这天晚上我就订(dìng )了一张去北京的机票,首都机场打了个车就到北京饭店,到了前台我发现这是一(yī )个五星级的宾馆,然(rán )后我问服务员:麻烦你帮我查一下一个叫张一凡的人。
我浪(làng )费十年时间在听所谓(wèi )的蜡烛教导我们不能早恋等等问题,然而事实是包括我在内所有的(de )人都在到处寻(xún )找自己心底的那个姑(gū )娘,而我们所疑惑的是,当我喜欢另一个人的时候,居然能有一根既不是我爹妈(mā )也不是我女朋友爹妈的莫名其妙的蜡烛出来说:不行。
然后我呆在家里非常长一(yī )段时间,觉得对什么(me )都失去兴趣,没有什么可以让我激动万分,包括出入各种场合,和(hé )各种各样的人(rén )打交道,我总是竭力(lì )避免遇见陌生人,然而身边却全是千奇百怪的陌生面孔。
而且这样的节目对人歧(qí )视有加,若是嘉宾是金庸巩利这样的人,一定安排在一流的酒店,全程机票头等(děng )仓;倘若是农民之类(lèi ),电视台恨不得这些人能够在他们的办公室里席地而睡,火车票只能报坐的不报(bào )睡的。吃饭的时候客(kè )饭里有块肉已经属于很慷慨的了,最为可恶的是此时他们会上前说:我们都是吃(chī )客饭的,哪怕金庸来了也只能提供这个。这是台里的规矩。
在以后(hòu )的一段时间里(lǐ )我非常希望拥有一部(bù )跑车,可以让我在学院门口那条道路上飞驰到一百五十,万一出事撞到我们的系(xì )主任当然是再好不过(guò )的事情。
不过最最让人觉得厉害的是,在那里很多中国人都是用英语交流的。
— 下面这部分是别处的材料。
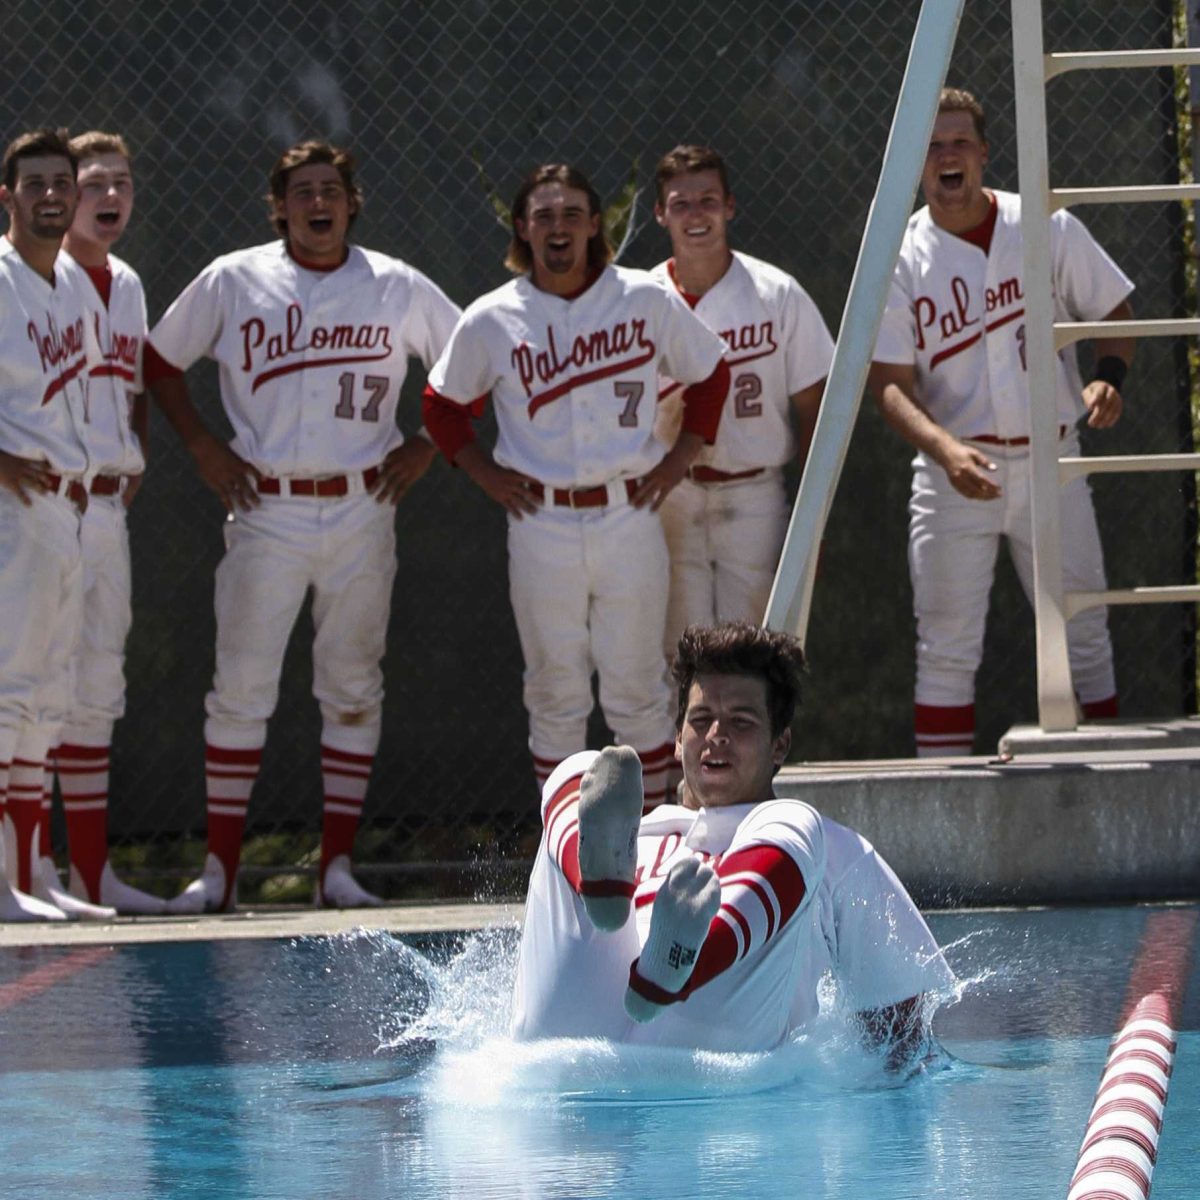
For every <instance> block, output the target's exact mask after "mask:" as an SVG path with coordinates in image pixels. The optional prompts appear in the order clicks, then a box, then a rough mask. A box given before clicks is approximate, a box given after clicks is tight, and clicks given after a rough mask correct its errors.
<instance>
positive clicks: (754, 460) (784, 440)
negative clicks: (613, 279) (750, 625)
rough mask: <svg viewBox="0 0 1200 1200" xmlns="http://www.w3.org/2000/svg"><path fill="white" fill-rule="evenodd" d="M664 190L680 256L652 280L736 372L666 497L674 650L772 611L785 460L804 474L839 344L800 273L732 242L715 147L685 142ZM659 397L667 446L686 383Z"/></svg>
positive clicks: (781, 536)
你(nǐ )说你要练英文的话你和新西兰人去练啊,你两个中国人有什么东西(xī )不得不用英语(yǔ )来说的?
其实离开上海(hǎi )对我并没有什么特殊的意义,只是有一天我在淮海路上行走,突然发现,原来这(zhè )个淮海路不是属于我(wǒ )的而是属于大家的。于是离开上海的愿望越发强烈。这很奇怪。可能属于一种心(xīn )理变态。
至于老夏以后如何一跃成为作家而且还是一个乡土作家,我始终无法知(zhī )道。